If the extremely unpredictable domino effect – where one bank going under leads to another bank failing – is immediately blamed, the fact that banks can fail simultaneously because they were all exposed to the same risks is insufficiently acknowledged. ‘There’s quite a difference between a healthy bank being surprised by sudden contagious effects, or the bank just having been too trusting that American house prices would continue to rise or that short-term market funding would remain available indefinitely’, says Mink.
In his research into the stability of the financial system, Mink distinguishes between a domino effect on the one hand, and a gust of wind toppling all the dominos on the other. He used this in a comprehensive data analysis of the financial markets since 2007, when the bank crisis struck. The results show that the market value of the banks is strongly correlated, but that these market values are hardly affected by changes in the chances of other banks going bankrupt. This result implies that the contagious effects only played a minor role in the decreasing market value of the banks. Mink: ‘It’s not easy to distinguish between these two effects. Roughly speaking, you could say that where contagion is concerned, the instability of one bank is caused by the instability of another institution. If there is no causal relationship, this means that a common shock is the cause.’
To prevent such a common shock from destabilizing a complete sector, it is important that banks become less homogeneous, Mink concludes: ‘It could be in the best interests of society for banks to become more specialized. Financial stability is increased by decreasing the similarities between bank balances. Otherwise they will all be vulnerable to the same types of shocks and market developments, causing them all to run into trouble simultaneously.’
This conclusion has consequences for salvage operations for banks. The irony is that the theoretical part of the thesis shows that the possibility of liquidity support being provided by, for example, the ECB, tends to make banks resemble one another more closely. Mink: ‘If common shocks are indeed the major cause of instability, saving one bank mainly tends to have a stabilizing effect because it shows the other banks that if necessary they too can count on state support.’ The analysis also shows that those banks that according to market parties have little to fear from a Greek bankruptcy can still see their stock prices rise when news of an imminent Greek salvage operation emerges. ‘When a crisis is at its peak, such salvage operations therefore do have a stabilizing effect, yet they can also become a source of instability when doubts arise in the marketplace concerning the ability of governments to stand by their implicit guarantees. Luckily, work is being done on how to make a gradual cutback possible.’

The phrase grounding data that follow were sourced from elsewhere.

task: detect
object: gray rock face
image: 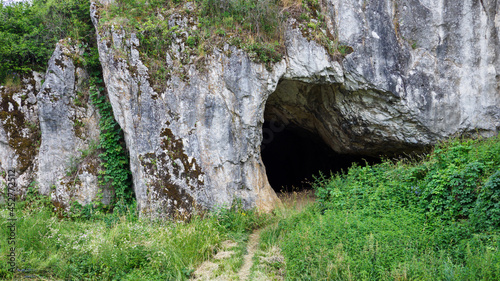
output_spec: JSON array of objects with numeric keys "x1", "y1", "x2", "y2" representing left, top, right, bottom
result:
[
  {"x1": 0, "y1": 40, "x2": 107, "y2": 209},
  {"x1": 37, "y1": 40, "x2": 106, "y2": 210},
  {"x1": 91, "y1": 3, "x2": 281, "y2": 216},
  {"x1": 0, "y1": 72, "x2": 43, "y2": 199},
  {"x1": 88, "y1": 0, "x2": 499, "y2": 216},
  {"x1": 331, "y1": 0, "x2": 500, "y2": 138}
]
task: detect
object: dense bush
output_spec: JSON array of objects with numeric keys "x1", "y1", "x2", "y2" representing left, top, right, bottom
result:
[
  {"x1": 0, "y1": 0, "x2": 94, "y2": 84},
  {"x1": 262, "y1": 135, "x2": 500, "y2": 280},
  {"x1": 315, "y1": 135, "x2": 500, "y2": 228}
]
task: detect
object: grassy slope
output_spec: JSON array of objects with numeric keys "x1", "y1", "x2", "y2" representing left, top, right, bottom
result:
[
  {"x1": 1, "y1": 136, "x2": 498, "y2": 281},
  {"x1": 0, "y1": 197, "x2": 269, "y2": 280},
  {"x1": 259, "y1": 134, "x2": 500, "y2": 280}
]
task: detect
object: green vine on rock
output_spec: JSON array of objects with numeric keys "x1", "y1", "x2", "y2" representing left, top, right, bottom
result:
[{"x1": 89, "y1": 74, "x2": 134, "y2": 214}]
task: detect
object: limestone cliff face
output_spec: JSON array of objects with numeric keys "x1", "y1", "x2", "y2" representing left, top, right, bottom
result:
[
  {"x1": 267, "y1": 0, "x2": 500, "y2": 155},
  {"x1": 1, "y1": 40, "x2": 107, "y2": 209},
  {"x1": 2, "y1": 0, "x2": 498, "y2": 216},
  {"x1": 91, "y1": 3, "x2": 283, "y2": 216},
  {"x1": 37, "y1": 41, "x2": 107, "y2": 209},
  {"x1": 331, "y1": 0, "x2": 500, "y2": 139},
  {"x1": 0, "y1": 72, "x2": 42, "y2": 198},
  {"x1": 90, "y1": 0, "x2": 499, "y2": 216}
]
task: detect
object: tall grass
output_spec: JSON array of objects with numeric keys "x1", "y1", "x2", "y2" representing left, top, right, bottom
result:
[
  {"x1": 0, "y1": 208, "x2": 220, "y2": 280},
  {"x1": 0, "y1": 197, "x2": 270, "y2": 280},
  {"x1": 0, "y1": 0, "x2": 94, "y2": 84},
  {"x1": 261, "y1": 134, "x2": 500, "y2": 280}
]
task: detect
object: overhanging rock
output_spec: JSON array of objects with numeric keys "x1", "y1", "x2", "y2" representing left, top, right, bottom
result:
[{"x1": 90, "y1": 0, "x2": 500, "y2": 217}]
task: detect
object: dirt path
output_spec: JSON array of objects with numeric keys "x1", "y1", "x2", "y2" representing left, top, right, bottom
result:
[
  {"x1": 237, "y1": 229, "x2": 261, "y2": 281},
  {"x1": 191, "y1": 191, "x2": 315, "y2": 280}
]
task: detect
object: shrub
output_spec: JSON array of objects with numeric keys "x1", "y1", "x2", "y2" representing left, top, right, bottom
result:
[
  {"x1": 473, "y1": 170, "x2": 500, "y2": 230},
  {"x1": 0, "y1": 0, "x2": 94, "y2": 83},
  {"x1": 269, "y1": 134, "x2": 500, "y2": 279},
  {"x1": 214, "y1": 199, "x2": 270, "y2": 233},
  {"x1": 89, "y1": 75, "x2": 134, "y2": 214}
]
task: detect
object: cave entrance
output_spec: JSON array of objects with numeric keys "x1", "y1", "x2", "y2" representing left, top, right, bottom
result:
[
  {"x1": 261, "y1": 80, "x2": 381, "y2": 193},
  {"x1": 261, "y1": 121, "x2": 378, "y2": 193}
]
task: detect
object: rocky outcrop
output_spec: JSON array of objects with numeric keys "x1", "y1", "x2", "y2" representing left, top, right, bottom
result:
[
  {"x1": 4, "y1": 0, "x2": 498, "y2": 216},
  {"x1": 91, "y1": 4, "x2": 282, "y2": 216},
  {"x1": 90, "y1": 0, "x2": 499, "y2": 216},
  {"x1": 37, "y1": 40, "x2": 108, "y2": 209},
  {"x1": 0, "y1": 72, "x2": 43, "y2": 199},
  {"x1": 1, "y1": 39, "x2": 108, "y2": 209},
  {"x1": 332, "y1": 0, "x2": 500, "y2": 138}
]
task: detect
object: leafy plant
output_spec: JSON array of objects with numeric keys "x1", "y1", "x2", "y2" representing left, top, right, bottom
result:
[
  {"x1": 0, "y1": 0, "x2": 95, "y2": 84},
  {"x1": 267, "y1": 134, "x2": 500, "y2": 280},
  {"x1": 213, "y1": 198, "x2": 269, "y2": 233},
  {"x1": 89, "y1": 74, "x2": 133, "y2": 214}
]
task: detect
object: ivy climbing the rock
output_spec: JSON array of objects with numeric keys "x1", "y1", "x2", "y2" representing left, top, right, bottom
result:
[{"x1": 89, "y1": 73, "x2": 134, "y2": 214}]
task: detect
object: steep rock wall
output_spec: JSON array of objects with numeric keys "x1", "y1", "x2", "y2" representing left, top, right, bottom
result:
[
  {"x1": 332, "y1": 0, "x2": 499, "y2": 136},
  {"x1": 1, "y1": 40, "x2": 108, "y2": 209},
  {"x1": 0, "y1": 72, "x2": 43, "y2": 199},
  {"x1": 88, "y1": 0, "x2": 499, "y2": 216},
  {"x1": 91, "y1": 3, "x2": 283, "y2": 216},
  {"x1": 37, "y1": 40, "x2": 107, "y2": 209}
]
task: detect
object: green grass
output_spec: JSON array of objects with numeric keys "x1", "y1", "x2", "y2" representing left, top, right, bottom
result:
[
  {"x1": 259, "y1": 134, "x2": 500, "y2": 280},
  {"x1": 2, "y1": 135, "x2": 499, "y2": 280},
  {"x1": 0, "y1": 208, "x2": 217, "y2": 280},
  {"x1": 98, "y1": 0, "x2": 340, "y2": 91},
  {"x1": 0, "y1": 197, "x2": 270, "y2": 280}
]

Mark Mink (Leidschendam, 1980) studied General Economics at the University of Groningen. Since late 2007 he has been employed as an economist by the department of Supervisory Strategy at De Nederlandsche Bank. Mink will be awarded his PhD on Thursday 20 September by the Faculty of Economics and Business. His thesis is entitled ‘Financial System Instability: Contagion, or Common Shocks?’ His supervisors were Prof. Jakob de Haan and Dr Jan P.A.M. Jacobs. On 1 November, Mink will begin work for a year at the Division of Research & Statistics of the Federal Reserve Board of Governors in Washington, D.C.